With so many stories in the press and listings on eBay claiming certain notes were worth way over face value, it’s easy to see how the nation got swept away with the idea of their new polymer banknote being worth thousands of pounds.
So now, three years on, and with the release of a second polymer note, as well as plans for the new polymer £20 and £50 notes, how much are your polymer banknotes really worth?
‘Rare’ polymer banknotes
In the early days following the release of the new notes, I’m willing to bet that every single person in the country checked theirs at some point to see if they were lucky enough to find one with the prefix AA01.
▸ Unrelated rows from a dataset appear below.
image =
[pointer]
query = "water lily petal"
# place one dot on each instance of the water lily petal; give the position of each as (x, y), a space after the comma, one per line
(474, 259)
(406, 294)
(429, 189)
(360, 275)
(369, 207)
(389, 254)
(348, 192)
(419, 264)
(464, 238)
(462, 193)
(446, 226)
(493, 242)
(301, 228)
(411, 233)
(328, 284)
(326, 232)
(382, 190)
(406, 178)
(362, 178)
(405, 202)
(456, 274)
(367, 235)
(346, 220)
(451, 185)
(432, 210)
The annual Bank Of England charity auction held at Spink and Son Ltd in London auctioned off a polymer £5 note with the serial number AA01 000017 for £4,150, however the following year, a Jane Austen Polymer £10 note with the serial number AA01 000010 sold for a staggering £7,200 – over double the guide price!
Whilst these first run banknotes may be desirable to some collectors, we must remember that 1 million AA01 banknotes were actually printed for each denomination.
They aren’t likely to fetch much more than face value, and our latest eBay Tracker suggests that prices for AA01 banknotes are actually going down, with the previous figure for AA01 £5 notes dropping by £4.50 to £10.
The story is much the same with AA01 £10 notes, which were initially selling on eBay for between £40 and £70, but have now dropped considerably – from £18 last June to £15 in January 2019 (as taken from our eBay Tracker).
Considered collectable due to the machine gun connotations, polymer notes with the prefix AK47 were thought to be worth tens of thousands of pounds following the new £5 release in 2016.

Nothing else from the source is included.